The group surveyed over 1,000 UK children and their parents, and while it did report some positive effects from changes made under the OSA, many children saw age verification as an easy-to-bypass hurdle rather than something that kept them genuinely safe.
A full 46 percent of children even said that age checks were easy to bypass, while just 17 percent said that they were difficult to fool. The methods kids use to fool age gates vary, but most are pretty simple: There’s the classic use of a video game character to fool video selfie systems, while in other instances, children reported just entering a fake birthday or using someone else’s ID card when that was required.

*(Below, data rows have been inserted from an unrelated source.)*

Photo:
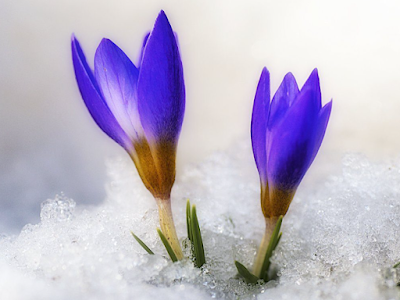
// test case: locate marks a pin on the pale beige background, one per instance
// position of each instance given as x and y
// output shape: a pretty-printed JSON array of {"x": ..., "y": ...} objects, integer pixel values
[{"x": 50, "y": 144}]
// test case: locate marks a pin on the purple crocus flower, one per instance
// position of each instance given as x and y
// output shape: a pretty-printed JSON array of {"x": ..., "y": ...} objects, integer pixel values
[
  {"x": 286, "y": 135},
  {"x": 140, "y": 107}
]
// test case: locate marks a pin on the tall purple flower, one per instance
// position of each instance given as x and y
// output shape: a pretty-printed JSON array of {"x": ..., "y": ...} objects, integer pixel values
[
  {"x": 286, "y": 135},
  {"x": 140, "y": 107}
]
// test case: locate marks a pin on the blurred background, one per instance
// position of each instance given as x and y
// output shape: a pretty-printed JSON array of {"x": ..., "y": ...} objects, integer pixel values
[{"x": 49, "y": 143}]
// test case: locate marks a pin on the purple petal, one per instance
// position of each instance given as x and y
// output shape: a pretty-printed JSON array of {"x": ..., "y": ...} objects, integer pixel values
[
  {"x": 292, "y": 143},
  {"x": 283, "y": 99},
  {"x": 259, "y": 124},
  {"x": 313, "y": 84},
  {"x": 117, "y": 78},
  {"x": 93, "y": 100},
  {"x": 323, "y": 119},
  {"x": 146, "y": 37},
  {"x": 161, "y": 90}
]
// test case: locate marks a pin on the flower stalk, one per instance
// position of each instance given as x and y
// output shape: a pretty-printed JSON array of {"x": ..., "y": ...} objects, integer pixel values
[
  {"x": 168, "y": 226},
  {"x": 270, "y": 224}
]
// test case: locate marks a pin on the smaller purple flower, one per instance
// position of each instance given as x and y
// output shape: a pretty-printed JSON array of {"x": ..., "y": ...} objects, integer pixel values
[
  {"x": 286, "y": 135},
  {"x": 139, "y": 107}
]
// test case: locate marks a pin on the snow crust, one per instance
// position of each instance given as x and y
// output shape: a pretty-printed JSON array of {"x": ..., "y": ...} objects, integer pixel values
[{"x": 340, "y": 237}]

Does anyone find this surprising ?Ask anyone who know how the internet works and most will say this won’t work



In my opinion, it’s not even meant to stop kids from using the internet. I believe it’s to collect data on people that don’t know any better or don’t care about uploading their ID or face to some mysterious server. The type of people that click “accept all” for cookies when they go to a website and those that live in the “if you don’t have anything to hide than it shouldn’t be a problem” camp. I have a friend like this that whenever I bring it up he simply does not give a single shit about his own privacy on the internet and just calls the whole thing, in his own words, a “nothingburger.”
Explaining this to the layman is honestly infuriating. They just tell you that you are overreacting and that it’s not a big deal. That if you have nothing to hide than you shouldn’t have to worry. An analogy I came up with that sometimes helps is removing all the doors in public bathrooms. If you have nothing to hide than you shouldn’t be worried, right? Are you comfortable with your mom or employer knowing your browsing habits with your ID and/or face attached to it? What about that time you posted a meme to your friends discord server making fun of Donald Trump?